When word began to spread that the army was seeking recruits with skills in the areas of drawing, painting, stage craft, theatrical lighting, sound production, and the like, several people were interested. It was the height of World War II. Many who wanted to serve had been rejected on various grounds, usually for failing the entrance physical. Upon discovering they might be allowed to serve in a newly created unit, while doing the very things they were already skilled at, sounded almost too good to be true.

And maybe it was.

Admission was strictly at the option of the Army.
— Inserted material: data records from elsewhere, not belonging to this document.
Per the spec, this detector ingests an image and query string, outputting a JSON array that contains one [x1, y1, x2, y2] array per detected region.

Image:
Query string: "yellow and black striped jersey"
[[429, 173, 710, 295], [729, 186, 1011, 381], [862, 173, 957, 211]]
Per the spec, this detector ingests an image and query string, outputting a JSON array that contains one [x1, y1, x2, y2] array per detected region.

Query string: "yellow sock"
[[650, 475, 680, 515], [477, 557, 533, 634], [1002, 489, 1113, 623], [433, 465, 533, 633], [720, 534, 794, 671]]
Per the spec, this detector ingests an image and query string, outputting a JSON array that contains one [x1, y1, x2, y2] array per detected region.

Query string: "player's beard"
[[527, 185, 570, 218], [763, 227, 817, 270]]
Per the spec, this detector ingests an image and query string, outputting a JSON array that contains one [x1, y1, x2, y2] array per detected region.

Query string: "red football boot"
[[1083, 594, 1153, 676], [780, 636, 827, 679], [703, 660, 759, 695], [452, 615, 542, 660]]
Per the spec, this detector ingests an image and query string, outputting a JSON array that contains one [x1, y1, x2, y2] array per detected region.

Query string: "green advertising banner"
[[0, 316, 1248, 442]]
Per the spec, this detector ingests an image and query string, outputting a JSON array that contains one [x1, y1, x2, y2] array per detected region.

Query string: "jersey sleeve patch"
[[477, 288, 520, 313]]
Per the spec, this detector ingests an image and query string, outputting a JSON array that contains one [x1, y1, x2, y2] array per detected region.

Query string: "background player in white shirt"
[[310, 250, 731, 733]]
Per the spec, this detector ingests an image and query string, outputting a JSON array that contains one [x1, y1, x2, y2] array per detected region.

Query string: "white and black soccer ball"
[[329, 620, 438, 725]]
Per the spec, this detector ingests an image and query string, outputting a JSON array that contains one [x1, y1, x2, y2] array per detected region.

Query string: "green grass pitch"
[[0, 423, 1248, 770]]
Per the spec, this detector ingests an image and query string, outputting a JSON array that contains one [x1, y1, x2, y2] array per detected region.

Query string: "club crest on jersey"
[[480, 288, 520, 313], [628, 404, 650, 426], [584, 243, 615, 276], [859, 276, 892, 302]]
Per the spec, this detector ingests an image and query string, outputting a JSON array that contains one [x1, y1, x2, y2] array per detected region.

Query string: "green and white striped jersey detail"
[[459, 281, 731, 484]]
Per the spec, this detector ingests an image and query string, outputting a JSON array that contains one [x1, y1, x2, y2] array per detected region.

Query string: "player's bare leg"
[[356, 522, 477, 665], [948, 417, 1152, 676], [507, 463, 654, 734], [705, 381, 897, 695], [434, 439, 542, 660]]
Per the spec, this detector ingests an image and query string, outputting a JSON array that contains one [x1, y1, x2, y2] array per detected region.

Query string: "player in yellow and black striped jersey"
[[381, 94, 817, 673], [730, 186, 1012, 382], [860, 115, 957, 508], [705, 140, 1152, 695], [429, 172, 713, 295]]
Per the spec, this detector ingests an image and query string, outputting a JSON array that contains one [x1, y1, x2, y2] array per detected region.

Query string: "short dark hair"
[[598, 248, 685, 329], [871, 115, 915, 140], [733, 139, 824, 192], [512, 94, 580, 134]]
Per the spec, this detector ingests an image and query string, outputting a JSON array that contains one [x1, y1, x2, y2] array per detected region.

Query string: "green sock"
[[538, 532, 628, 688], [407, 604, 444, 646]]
Applicants had to write a letter explaining why they wanted to serve in the unit. Once admitted, they could tell no one what they were assigned to do ... and that injunction lasted for over forty years after the war (some parts are still top secret).

But that’s only the beginning of the strangeness. Several people, already serving in combat roles, received mysterious visitors who told them they were being reassigned to this new unit, 23rd Headquarters Special Troops. To the consternation of these soldiers and their immediate supervisors, these visitors refused to answer any questions about their new duties.

Eventually, over 1,100 able-bodied soldiers, people who were otherwise capable of combat roles, were transferred into the 23rd, a non-combat unit.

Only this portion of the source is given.